Each thread uses one epoll_fd or kqueue_fd, and a pipe (thus two FDs).
These ones have to be accounted for in the maxsock calculation, otherwise
we can reach maxsock before maxconn. This is difficult to observe but it
in fact happens when a server connects back to the frontend and has checks
enabled : the check uses its FD and serves to fill the loop. In this case
all FDs planed for the datapath are used for this.
This needs to be backported to 1.9 and 1.8.

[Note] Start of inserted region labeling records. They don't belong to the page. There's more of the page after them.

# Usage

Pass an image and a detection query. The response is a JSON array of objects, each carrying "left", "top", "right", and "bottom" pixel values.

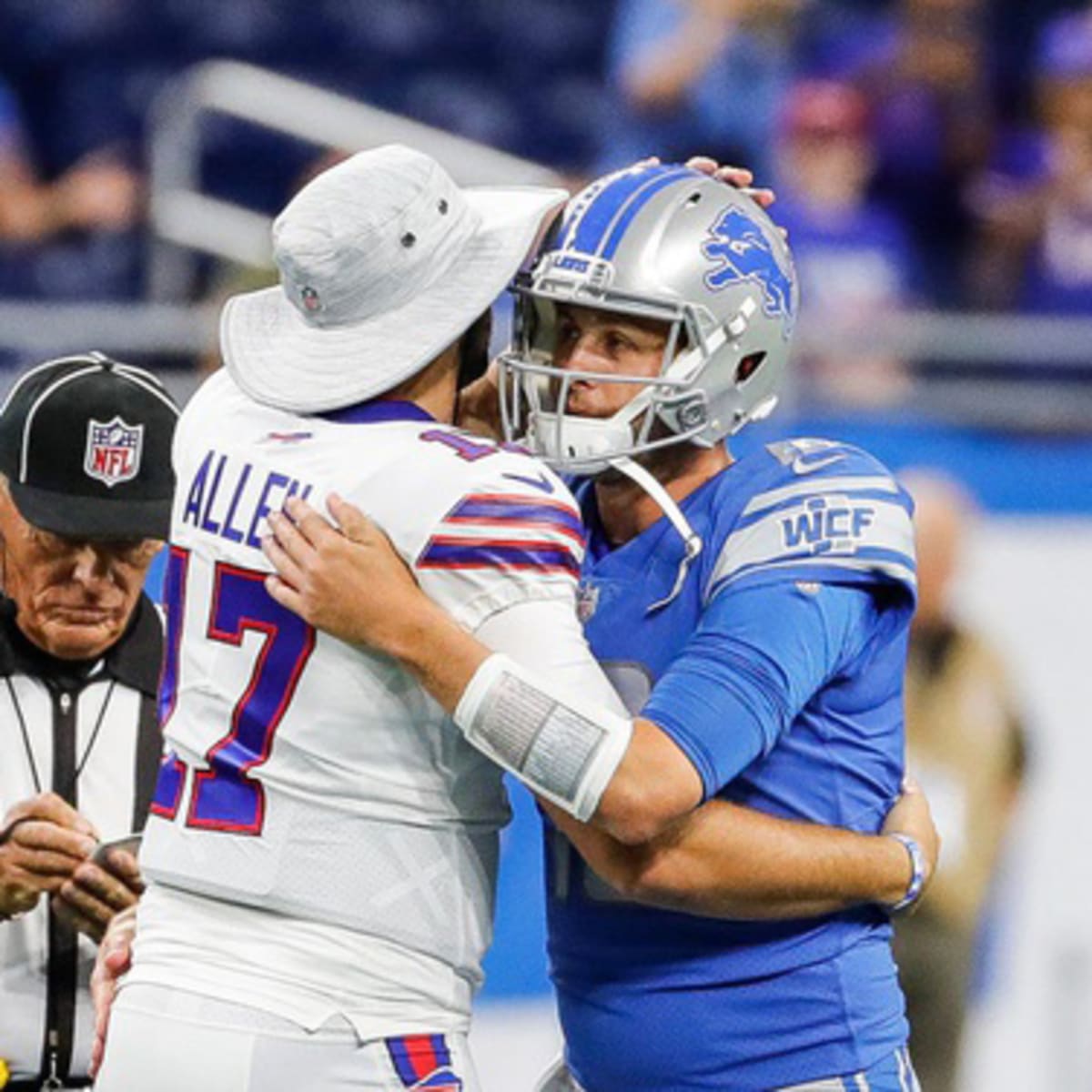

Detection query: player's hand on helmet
[
  {"left": 262, "top": 495, "right": 428, "bottom": 652},
  {"left": 634, "top": 155, "right": 776, "bottom": 208},
  {"left": 880, "top": 775, "right": 940, "bottom": 905},
  {"left": 91, "top": 906, "right": 136, "bottom": 1077}
]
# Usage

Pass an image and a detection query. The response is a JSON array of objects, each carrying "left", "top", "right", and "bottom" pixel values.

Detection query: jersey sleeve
[
  {"left": 705, "top": 441, "right": 916, "bottom": 600},
  {"left": 641, "top": 583, "right": 882, "bottom": 798},
  {"left": 413, "top": 454, "right": 584, "bottom": 630}
]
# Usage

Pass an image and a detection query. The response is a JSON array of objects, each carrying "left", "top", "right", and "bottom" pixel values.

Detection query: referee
[{"left": 0, "top": 353, "right": 178, "bottom": 1092}]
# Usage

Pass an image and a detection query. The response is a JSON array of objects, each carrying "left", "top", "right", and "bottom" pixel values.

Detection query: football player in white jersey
[{"left": 91, "top": 147, "right": 930, "bottom": 1092}]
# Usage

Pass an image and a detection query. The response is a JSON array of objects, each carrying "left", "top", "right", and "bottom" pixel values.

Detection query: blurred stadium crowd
[
  {"left": 0, "top": 0, "right": 1092, "bottom": 312},
  {"left": 0, "top": 0, "right": 1092, "bottom": 417}
]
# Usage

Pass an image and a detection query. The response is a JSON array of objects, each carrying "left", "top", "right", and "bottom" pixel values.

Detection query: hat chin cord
[{"left": 610, "top": 455, "right": 703, "bottom": 613}]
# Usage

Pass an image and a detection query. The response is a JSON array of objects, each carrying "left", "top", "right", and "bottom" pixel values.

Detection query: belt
[{"left": 0, "top": 1077, "right": 93, "bottom": 1092}]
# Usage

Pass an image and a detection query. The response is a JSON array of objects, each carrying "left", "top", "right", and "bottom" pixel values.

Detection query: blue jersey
[{"left": 547, "top": 440, "right": 914, "bottom": 1092}]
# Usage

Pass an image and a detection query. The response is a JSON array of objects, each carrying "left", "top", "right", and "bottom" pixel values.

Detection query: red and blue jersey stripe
[
  {"left": 417, "top": 493, "right": 584, "bottom": 578},
  {"left": 386, "top": 1036, "right": 463, "bottom": 1092}
]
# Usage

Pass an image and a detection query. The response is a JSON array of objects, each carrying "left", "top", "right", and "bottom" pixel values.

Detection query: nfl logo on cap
[{"left": 83, "top": 417, "right": 144, "bottom": 487}]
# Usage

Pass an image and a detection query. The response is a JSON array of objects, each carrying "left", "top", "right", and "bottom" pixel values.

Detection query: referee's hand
[
  {"left": 0, "top": 793, "right": 96, "bottom": 917},
  {"left": 53, "top": 848, "right": 144, "bottom": 941}
]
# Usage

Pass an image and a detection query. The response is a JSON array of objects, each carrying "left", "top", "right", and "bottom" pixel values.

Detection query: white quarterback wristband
[{"left": 454, "top": 652, "right": 633, "bottom": 821}]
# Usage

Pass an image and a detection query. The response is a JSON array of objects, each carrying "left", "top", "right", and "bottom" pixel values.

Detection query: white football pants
[{"left": 95, "top": 984, "right": 480, "bottom": 1092}]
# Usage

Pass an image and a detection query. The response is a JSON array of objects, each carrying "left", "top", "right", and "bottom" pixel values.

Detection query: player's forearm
[{"left": 551, "top": 801, "right": 911, "bottom": 918}]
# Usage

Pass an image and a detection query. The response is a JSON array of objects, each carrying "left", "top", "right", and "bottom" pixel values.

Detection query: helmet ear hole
[{"left": 736, "top": 351, "right": 765, "bottom": 383}]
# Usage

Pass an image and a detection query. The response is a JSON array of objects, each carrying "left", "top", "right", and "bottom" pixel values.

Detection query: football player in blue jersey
[{"left": 268, "top": 164, "right": 935, "bottom": 1092}]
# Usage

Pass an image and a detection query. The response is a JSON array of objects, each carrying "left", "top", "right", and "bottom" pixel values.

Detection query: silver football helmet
[{"left": 500, "top": 164, "right": 797, "bottom": 474}]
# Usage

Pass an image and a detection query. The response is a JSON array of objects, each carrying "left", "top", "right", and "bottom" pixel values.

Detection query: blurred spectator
[
  {"left": 600, "top": 0, "right": 807, "bottom": 178},
  {"left": 0, "top": 81, "right": 141, "bottom": 296},
  {"left": 974, "top": 11, "right": 1092, "bottom": 313},
  {"left": 825, "top": 0, "right": 994, "bottom": 305},
  {"left": 895, "top": 470, "right": 1026, "bottom": 1092},
  {"left": 774, "top": 80, "right": 917, "bottom": 404}
]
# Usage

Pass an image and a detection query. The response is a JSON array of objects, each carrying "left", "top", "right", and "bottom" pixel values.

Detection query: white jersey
[{"left": 132, "top": 371, "right": 602, "bottom": 1034}]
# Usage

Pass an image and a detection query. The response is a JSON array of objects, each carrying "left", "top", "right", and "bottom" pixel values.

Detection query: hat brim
[
  {"left": 7, "top": 480, "right": 170, "bottom": 540},
  {"left": 219, "top": 187, "right": 568, "bottom": 413}
]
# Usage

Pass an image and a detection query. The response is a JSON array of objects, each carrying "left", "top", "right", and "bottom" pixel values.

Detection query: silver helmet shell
[{"left": 500, "top": 164, "right": 798, "bottom": 474}]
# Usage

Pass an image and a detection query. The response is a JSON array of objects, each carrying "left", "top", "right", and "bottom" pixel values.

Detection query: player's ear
[{"left": 459, "top": 310, "right": 492, "bottom": 389}]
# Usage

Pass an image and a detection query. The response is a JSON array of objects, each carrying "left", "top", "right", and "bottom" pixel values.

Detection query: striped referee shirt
[{"left": 0, "top": 596, "right": 163, "bottom": 1087}]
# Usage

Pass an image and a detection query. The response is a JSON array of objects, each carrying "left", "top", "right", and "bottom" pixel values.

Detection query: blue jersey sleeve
[{"left": 641, "top": 581, "right": 883, "bottom": 798}]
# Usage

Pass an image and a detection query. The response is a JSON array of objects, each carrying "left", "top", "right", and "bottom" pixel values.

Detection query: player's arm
[
  {"left": 264, "top": 498, "right": 703, "bottom": 842},
  {"left": 267, "top": 501, "right": 939, "bottom": 916},
  {"left": 542, "top": 782, "right": 939, "bottom": 919}
]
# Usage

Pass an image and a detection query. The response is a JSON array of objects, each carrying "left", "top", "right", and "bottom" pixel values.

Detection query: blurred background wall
[{"left": 0, "top": 0, "right": 1092, "bottom": 1092}]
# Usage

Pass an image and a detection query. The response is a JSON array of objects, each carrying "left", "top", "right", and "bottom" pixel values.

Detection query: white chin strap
[{"left": 610, "top": 457, "right": 703, "bottom": 613}]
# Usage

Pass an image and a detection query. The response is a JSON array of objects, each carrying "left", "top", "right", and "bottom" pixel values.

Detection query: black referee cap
[{"left": 0, "top": 353, "right": 178, "bottom": 540}]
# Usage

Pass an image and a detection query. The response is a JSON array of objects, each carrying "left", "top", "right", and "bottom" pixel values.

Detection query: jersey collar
[{"left": 315, "top": 399, "right": 436, "bottom": 425}]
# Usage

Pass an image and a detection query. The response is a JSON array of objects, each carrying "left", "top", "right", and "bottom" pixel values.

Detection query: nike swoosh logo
[
  {"left": 501, "top": 473, "right": 553, "bottom": 492},
  {"left": 792, "top": 455, "right": 845, "bottom": 474}
]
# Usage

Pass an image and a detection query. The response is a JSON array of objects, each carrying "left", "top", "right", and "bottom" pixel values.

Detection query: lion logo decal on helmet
[{"left": 701, "top": 206, "right": 793, "bottom": 321}]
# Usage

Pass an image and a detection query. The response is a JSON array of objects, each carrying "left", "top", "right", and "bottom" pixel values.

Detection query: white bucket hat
[{"left": 220, "top": 144, "right": 569, "bottom": 413}]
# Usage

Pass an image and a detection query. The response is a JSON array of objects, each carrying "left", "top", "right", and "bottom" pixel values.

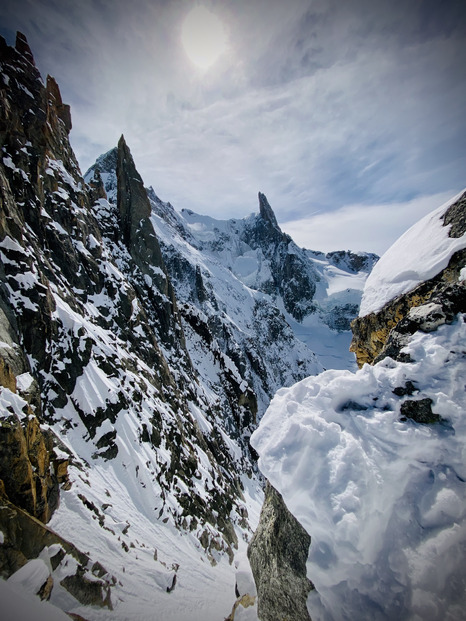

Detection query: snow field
[{"left": 359, "top": 190, "right": 466, "bottom": 317}]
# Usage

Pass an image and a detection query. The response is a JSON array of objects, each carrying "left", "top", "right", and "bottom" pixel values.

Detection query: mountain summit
[{"left": 0, "top": 34, "right": 377, "bottom": 621}]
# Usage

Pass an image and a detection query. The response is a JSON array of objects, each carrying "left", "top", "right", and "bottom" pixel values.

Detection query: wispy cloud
[{"left": 281, "top": 191, "right": 455, "bottom": 256}]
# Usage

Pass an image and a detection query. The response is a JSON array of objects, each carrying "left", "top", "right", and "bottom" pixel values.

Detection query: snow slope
[
  {"left": 359, "top": 190, "right": 466, "bottom": 317},
  {"left": 251, "top": 316, "right": 466, "bottom": 621}
]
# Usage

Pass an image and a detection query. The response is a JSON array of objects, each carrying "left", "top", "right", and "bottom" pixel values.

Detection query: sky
[{"left": 0, "top": 0, "right": 466, "bottom": 254}]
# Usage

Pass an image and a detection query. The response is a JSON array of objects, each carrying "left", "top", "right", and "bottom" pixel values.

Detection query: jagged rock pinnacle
[
  {"left": 15, "top": 30, "right": 36, "bottom": 67},
  {"left": 259, "top": 192, "right": 279, "bottom": 229}
]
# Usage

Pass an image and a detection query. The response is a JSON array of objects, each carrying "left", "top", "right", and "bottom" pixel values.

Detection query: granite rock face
[
  {"left": 248, "top": 482, "right": 314, "bottom": 621},
  {"left": 351, "top": 193, "right": 466, "bottom": 367}
]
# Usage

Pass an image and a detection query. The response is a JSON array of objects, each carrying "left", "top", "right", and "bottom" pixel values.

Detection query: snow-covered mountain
[
  {"left": 0, "top": 33, "right": 376, "bottom": 621},
  {"left": 251, "top": 192, "right": 466, "bottom": 621}
]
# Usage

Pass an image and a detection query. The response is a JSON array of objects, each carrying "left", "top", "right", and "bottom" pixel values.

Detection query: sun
[{"left": 181, "top": 5, "right": 227, "bottom": 70}]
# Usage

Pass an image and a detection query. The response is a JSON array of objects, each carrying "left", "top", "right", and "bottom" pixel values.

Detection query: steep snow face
[
  {"left": 153, "top": 197, "right": 377, "bottom": 372},
  {"left": 0, "top": 38, "right": 262, "bottom": 621},
  {"left": 85, "top": 151, "right": 378, "bottom": 376},
  {"left": 251, "top": 315, "right": 466, "bottom": 621},
  {"left": 359, "top": 190, "right": 466, "bottom": 317}
]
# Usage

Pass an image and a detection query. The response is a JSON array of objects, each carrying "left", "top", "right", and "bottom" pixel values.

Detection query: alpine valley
[{"left": 0, "top": 33, "right": 377, "bottom": 621}]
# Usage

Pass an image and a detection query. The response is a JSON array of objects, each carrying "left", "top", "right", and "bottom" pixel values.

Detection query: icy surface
[
  {"left": 359, "top": 190, "right": 466, "bottom": 317},
  {"left": 0, "top": 580, "right": 70, "bottom": 621},
  {"left": 251, "top": 316, "right": 466, "bottom": 621}
]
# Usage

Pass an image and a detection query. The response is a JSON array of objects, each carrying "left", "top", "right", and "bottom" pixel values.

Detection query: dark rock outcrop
[
  {"left": 248, "top": 482, "right": 314, "bottom": 621},
  {"left": 351, "top": 193, "right": 466, "bottom": 366},
  {"left": 0, "top": 493, "right": 116, "bottom": 609}
]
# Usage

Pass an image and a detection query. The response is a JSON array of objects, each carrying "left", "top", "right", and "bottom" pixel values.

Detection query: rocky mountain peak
[
  {"left": 258, "top": 192, "right": 280, "bottom": 229},
  {"left": 117, "top": 135, "right": 151, "bottom": 248}
]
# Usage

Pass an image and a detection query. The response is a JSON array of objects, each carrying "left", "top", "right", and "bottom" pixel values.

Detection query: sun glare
[{"left": 181, "top": 5, "right": 227, "bottom": 70}]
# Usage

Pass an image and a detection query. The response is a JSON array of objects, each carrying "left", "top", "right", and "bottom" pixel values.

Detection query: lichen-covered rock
[
  {"left": 248, "top": 482, "right": 314, "bottom": 621},
  {"left": 350, "top": 250, "right": 466, "bottom": 367},
  {"left": 0, "top": 497, "right": 115, "bottom": 609}
]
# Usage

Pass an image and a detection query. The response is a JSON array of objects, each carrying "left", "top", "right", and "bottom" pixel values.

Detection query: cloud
[
  {"left": 0, "top": 0, "right": 466, "bottom": 245},
  {"left": 281, "top": 191, "right": 458, "bottom": 256}
]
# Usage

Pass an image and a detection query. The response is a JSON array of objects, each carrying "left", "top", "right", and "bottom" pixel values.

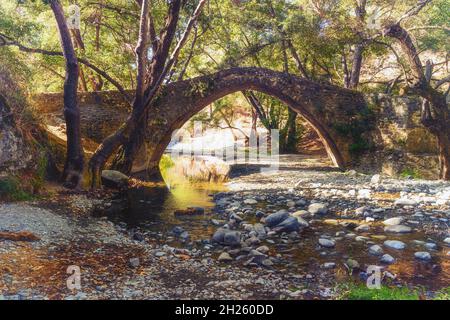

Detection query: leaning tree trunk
[
  {"left": 383, "top": 24, "right": 450, "bottom": 180},
  {"left": 437, "top": 129, "right": 450, "bottom": 181},
  {"left": 50, "top": 0, "right": 84, "bottom": 188}
]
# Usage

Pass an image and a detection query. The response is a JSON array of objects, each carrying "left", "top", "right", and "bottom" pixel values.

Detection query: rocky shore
[{"left": 0, "top": 165, "right": 450, "bottom": 299}]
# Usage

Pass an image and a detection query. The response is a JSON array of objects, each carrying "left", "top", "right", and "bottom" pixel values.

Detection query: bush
[
  {"left": 340, "top": 284, "right": 419, "bottom": 300},
  {"left": 0, "top": 176, "right": 33, "bottom": 201}
]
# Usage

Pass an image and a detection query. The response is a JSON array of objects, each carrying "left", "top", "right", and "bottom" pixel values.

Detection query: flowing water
[{"left": 106, "top": 162, "right": 450, "bottom": 290}]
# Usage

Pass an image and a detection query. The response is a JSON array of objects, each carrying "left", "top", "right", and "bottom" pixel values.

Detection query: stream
[{"left": 103, "top": 158, "right": 450, "bottom": 296}]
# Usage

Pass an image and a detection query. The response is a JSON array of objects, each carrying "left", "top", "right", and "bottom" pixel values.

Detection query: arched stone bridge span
[{"left": 30, "top": 67, "right": 368, "bottom": 176}]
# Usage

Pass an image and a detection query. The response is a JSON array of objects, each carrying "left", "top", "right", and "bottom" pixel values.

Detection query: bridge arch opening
[
  {"left": 133, "top": 68, "right": 366, "bottom": 180},
  {"left": 156, "top": 92, "right": 332, "bottom": 185}
]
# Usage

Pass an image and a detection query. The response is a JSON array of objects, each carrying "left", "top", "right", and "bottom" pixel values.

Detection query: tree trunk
[
  {"left": 383, "top": 24, "right": 450, "bottom": 180},
  {"left": 437, "top": 127, "right": 450, "bottom": 181},
  {"left": 50, "top": 0, "right": 84, "bottom": 188},
  {"left": 349, "top": 44, "right": 364, "bottom": 89}
]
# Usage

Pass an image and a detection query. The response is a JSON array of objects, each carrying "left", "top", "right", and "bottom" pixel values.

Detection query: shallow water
[{"left": 106, "top": 171, "right": 450, "bottom": 290}]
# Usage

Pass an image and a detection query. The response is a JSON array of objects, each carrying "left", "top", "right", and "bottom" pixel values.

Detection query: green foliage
[
  {"left": 340, "top": 284, "right": 419, "bottom": 300},
  {"left": 159, "top": 154, "right": 175, "bottom": 176},
  {"left": 434, "top": 287, "right": 450, "bottom": 300},
  {"left": 0, "top": 176, "right": 33, "bottom": 201}
]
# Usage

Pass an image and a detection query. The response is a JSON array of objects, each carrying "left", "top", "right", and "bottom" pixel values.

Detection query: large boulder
[
  {"left": 274, "top": 217, "right": 300, "bottom": 233},
  {"left": 170, "top": 156, "right": 230, "bottom": 182},
  {"left": 102, "top": 170, "right": 130, "bottom": 189},
  {"left": 0, "top": 92, "right": 33, "bottom": 172},
  {"left": 212, "top": 228, "right": 241, "bottom": 246},
  {"left": 265, "top": 210, "right": 289, "bottom": 228}
]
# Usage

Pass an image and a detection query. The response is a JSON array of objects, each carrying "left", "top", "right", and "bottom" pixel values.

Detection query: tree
[
  {"left": 49, "top": 0, "right": 84, "bottom": 188},
  {"left": 383, "top": 23, "right": 450, "bottom": 180},
  {"left": 89, "top": 0, "right": 206, "bottom": 187}
]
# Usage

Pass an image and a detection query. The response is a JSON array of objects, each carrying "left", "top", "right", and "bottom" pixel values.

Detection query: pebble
[
  {"left": 319, "top": 238, "right": 336, "bottom": 248},
  {"left": 383, "top": 217, "right": 405, "bottom": 226},
  {"left": 244, "top": 198, "right": 258, "bottom": 205},
  {"left": 128, "top": 258, "right": 141, "bottom": 268},
  {"left": 414, "top": 252, "right": 431, "bottom": 261},
  {"left": 394, "top": 199, "right": 417, "bottom": 206},
  {"left": 384, "top": 240, "right": 406, "bottom": 250},
  {"left": 384, "top": 224, "right": 412, "bottom": 233},
  {"left": 217, "top": 252, "right": 233, "bottom": 262},
  {"left": 369, "top": 244, "right": 383, "bottom": 256},
  {"left": 380, "top": 254, "right": 395, "bottom": 264},
  {"left": 308, "top": 202, "right": 328, "bottom": 215},
  {"left": 322, "top": 262, "right": 336, "bottom": 269}
]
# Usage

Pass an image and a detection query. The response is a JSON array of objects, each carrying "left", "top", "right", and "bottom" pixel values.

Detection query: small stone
[
  {"left": 384, "top": 240, "right": 406, "bottom": 250},
  {"left": 265, "top": 210, "right": 289, "bottom": 228},
  {"left": 217, "top": 252, "right": 233, "bottom": 262},
  {"left": 295, "top": 217, "right": 309, "bottom": 228},
  {"left": 256, "top": 246, "right": 269, "bottom": 254},
  {"left": 275, "top": 217, "right": 300, "bottom": 233},
  {"left": 322, "top": 262, "right": 336, "bottom": 269},
  {"left": 244, "top": 198, "right": 258, "bottom": 205},
  {"left": 355, "top": 224, "right": 370, "bottom": 232},
  {"left": 414, "top": 252, "right": 431, "bottom": 261},
  {"left": 370, "top": 174, "right": 381, "bottom": 184},
  {"left": 319, "top": 238, "right": 336, "bottom": 248},
  {"left": 380, "top": 254, "right": 395, "bottom": 264},
  {"left": 128, "top": 258, "right": 141, "bottom": 268},
  {"left": 425, "top": 242, "right": 437, "bottom": 250},
  {"left": 102, "top": 170, "right": 129, "bottom": 188},
  {"left": 383, "top": 217, "right": 405, "bottom": 226},
  {"left": 394, "top": 199, "right": 417, "bottom": 206},
  {"left": 308, "top": 203, "right": 328, "bottom": 215},
  {"left": 346, "top": 259, "right": 359, "bottom": 270},
  {"left": 155, "top": 251, "right": 166, "bottom": 258},
  {"left": 287, "top": 201, "right": 295, "bottom": 208},
  {"left": 384, "top": 224, "right": 412, "bottom": 233},
  {"left": 292, "top": 210, "right": 311, "bottom": 218},
  {"left": 261, "top": 259, "right": 273, "bottom": 268},
  {"left": 369, "top": 244, "right": 383, "bottom": 256}
]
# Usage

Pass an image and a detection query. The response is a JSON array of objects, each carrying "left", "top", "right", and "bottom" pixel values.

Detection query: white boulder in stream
[
  {"left": 308, "top": 203, "right": 328, "bottom": 215},
  {"left": 319, "top": 238, "right": 336, "bottom": 248},
  {"left": 369, "top": 244, "right": 383, "bottom": 256},
  {"left": 380, "top": 254, "right": 395, "bottom": 264},
  {"left": 384, "top": 240, "right": 406, "bottom": 250},
  {"left": 384, "top": 224, "right": 412, "bottom": 233}
]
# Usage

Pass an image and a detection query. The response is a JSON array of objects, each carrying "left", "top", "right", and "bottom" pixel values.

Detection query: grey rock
[
  {"left": 414, "top": 252, "right": 431, "bottom": 261},
  {"left": 394, "top": 199, "right": 417, "bottom": 206},
  {"left": 369, "top": 244, "right": 383, "bottom": 256},
  {"left": 244, "top": 198, "right": 258, "bottom": 205},
  {"left": 128, "top": 258, "right": 141, "bottom": 268},
  {"left": 217, "top": 252, "right": 233, "bottom": 262},
  {"left": 102, "top": 170, "right": 129, "bottom": 188},
  {"left": 308, "top": 203, "right": 328, "bottom": 215},
  {"left": 380, "top": 254, "right": 395, "bottom": 264},
  {"left": 274, "top": 217, "right": 300, "bottom": 233},
  {"left": 383, "top": 217, "right": 405, "bottom": 226},
  {"left": 355, "top": 224, "right": 370, "bottom": 232},
  {"left": 384, "top": 240, "right": 406, "bottom": 250},
  {"left": 384, "top": 224, "right": 412, "bottom": 233},
  {"left": 319, "top": 238, "right": 336, "bottom": 248},
  {"left": 322, "top": 262, "right": 336, "bottom": 269},
  {"left": 444, "top": 237, "right": 450, "bottom": 245},
  {"left": 265, "top": 210, "right": 289, "bottom": 228}
]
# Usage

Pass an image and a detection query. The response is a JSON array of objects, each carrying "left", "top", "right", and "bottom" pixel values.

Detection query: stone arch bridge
[{"left": 34, "top": 68, "right": 370, "bottom": 176}]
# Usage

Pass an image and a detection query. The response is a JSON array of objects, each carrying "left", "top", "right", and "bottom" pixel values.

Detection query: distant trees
[{"left": 0, "top": 0, "right": 450, "bottom": 180}]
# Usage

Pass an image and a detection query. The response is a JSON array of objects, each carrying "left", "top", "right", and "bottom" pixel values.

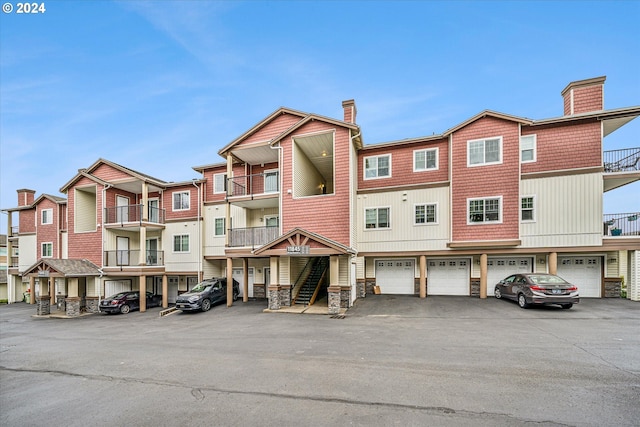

In task_unlink_rq, to decide if we should logk the global runqueue lock,
use the TASK_GLOBAL flag instead of relying on t->thread_mask being tid_bit,
as it could be so while still being in the global runqueue if another thread
woke that task for us.
This should be backported to 1.9.
Dragan Dosen reported that after the multi-queue changes, appending
"process 1/even" on a bind line can make the process immediately crash
when delivering a first connection. This is due to the fact that I
believed that thread_mask(mask) applied the all_threads_mask value,
but it doesn't. And in case of even/odd the bits cover more than the
available threads, resulting in too high a thread number being selected
and a non-existing task to be woken up.
No backport is needed.
Injecting on a saturated listener started to exhibit some deadlocks
again between LIST_POP_LOCKED() and LIST_DEL_LOCKED(). Olivier found
it was due to a leftover from a previous debugging session. This patch
fixes it.
This will have to be backported if the other LIST_*_LOCKED() patches
are backported.
Some packages used to rely on DEFAULT_MAXCONN to set the default global
maxconn value to use regardless of the initial ulimit. The recent changes
made the lowest bound set to 100 so that it is compatible with almost any
environment. Now that DEFAULT_MAXCONN is not needed for anything else, we
can use it for the lowest bound set when maxconn is not configured. This
way it retains its original purpose of setting the default maxconn value
eventhough most of the time the effective value will be higher thanks to
the automatic computation based on "ulimit -n".
This entry was still set to 2000 but never used anymore. The only places
where it appeared was as an alias to SYSTEM_MAXCONN which forces it, so
let's turn these ones to SYSTEM_MAXCONN and remove the default value for
DEFAULT_MAXCONN. SYSTEM_MAXCONN still defines the upper bound however.